Fermi estimation is a formalized method of approximating animal numbers, using a few simple calculations and basic arithmetic, and supported by operationally sensible assumptions about the items and resources involved. Such approximations are appropriate for exploratory and demand-based studies, and can be used as a feasibility assessment for any proposed study, whether or not hypothesis testing is required. At a minimum, adequate justification of animal numbers should be based on four main reporting requirements: study focus, a description of one or more assessment variables, a clear description of any calculations performed (“show your work”), and a feasibility assessment. For complex studies and/or multiple experiments, a flow chart showing group sizes, approximate numbers per group, timeframes, key interventions, primary outcomes, experimental and/or humane endpoints, and other information can be helpful for explaining how the total number of animals was determined and the animals were disposed. Investigators should be expected to practically implement the 3Rs, especially for protocols involving unrelieved pain and distress. Submission of protocols with unfeasible numbers of animals should always be discouraged.

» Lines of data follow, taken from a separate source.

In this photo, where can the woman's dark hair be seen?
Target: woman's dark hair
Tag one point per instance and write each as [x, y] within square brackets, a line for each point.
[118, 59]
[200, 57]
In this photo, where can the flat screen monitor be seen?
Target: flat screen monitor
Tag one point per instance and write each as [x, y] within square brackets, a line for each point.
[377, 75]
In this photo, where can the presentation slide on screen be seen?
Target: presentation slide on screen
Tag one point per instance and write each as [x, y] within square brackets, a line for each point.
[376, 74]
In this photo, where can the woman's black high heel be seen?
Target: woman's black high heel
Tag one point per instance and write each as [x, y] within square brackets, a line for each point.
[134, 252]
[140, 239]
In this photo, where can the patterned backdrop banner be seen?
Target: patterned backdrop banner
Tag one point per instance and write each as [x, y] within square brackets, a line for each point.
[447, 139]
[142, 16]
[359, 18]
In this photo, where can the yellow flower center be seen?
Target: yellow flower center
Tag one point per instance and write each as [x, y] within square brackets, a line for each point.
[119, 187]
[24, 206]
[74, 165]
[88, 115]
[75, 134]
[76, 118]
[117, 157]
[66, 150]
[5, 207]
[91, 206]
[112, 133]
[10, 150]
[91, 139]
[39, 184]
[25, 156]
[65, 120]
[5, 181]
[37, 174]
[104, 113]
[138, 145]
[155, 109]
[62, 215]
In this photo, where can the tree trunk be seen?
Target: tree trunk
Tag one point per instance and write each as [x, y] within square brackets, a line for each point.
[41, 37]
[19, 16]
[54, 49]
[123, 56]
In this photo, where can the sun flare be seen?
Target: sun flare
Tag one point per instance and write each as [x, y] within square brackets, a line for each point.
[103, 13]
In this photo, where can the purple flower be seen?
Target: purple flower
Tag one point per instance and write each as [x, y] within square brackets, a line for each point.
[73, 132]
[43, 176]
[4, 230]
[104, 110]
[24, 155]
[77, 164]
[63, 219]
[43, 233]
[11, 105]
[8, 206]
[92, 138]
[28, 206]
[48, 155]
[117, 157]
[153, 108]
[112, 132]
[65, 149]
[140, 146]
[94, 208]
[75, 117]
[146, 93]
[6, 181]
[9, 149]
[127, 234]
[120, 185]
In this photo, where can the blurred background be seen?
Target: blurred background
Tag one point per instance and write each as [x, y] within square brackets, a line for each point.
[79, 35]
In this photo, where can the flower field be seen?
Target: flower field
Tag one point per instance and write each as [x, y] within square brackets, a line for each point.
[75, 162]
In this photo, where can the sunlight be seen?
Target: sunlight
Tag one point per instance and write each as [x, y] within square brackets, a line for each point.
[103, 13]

Justification of animal numbers is related explicitly to considerations of animal use and welfare, and is thus an ethical obligation, as well as a requirement of federal funding agencies25. However, due diligence must be exercised by investigators, oversight committees, and reviewers to confirm that numbers proposed are scientifically and operationally valid. Approximation and justification of animal numbers should be based on more objective and verifiable criteria than unsubstantiated assertions based on experience and guesswork. By providing an evidence and fact-based structure for subsequent calculations, Fermi estimation methods can enhance rigor and reproducibility of the proposed research.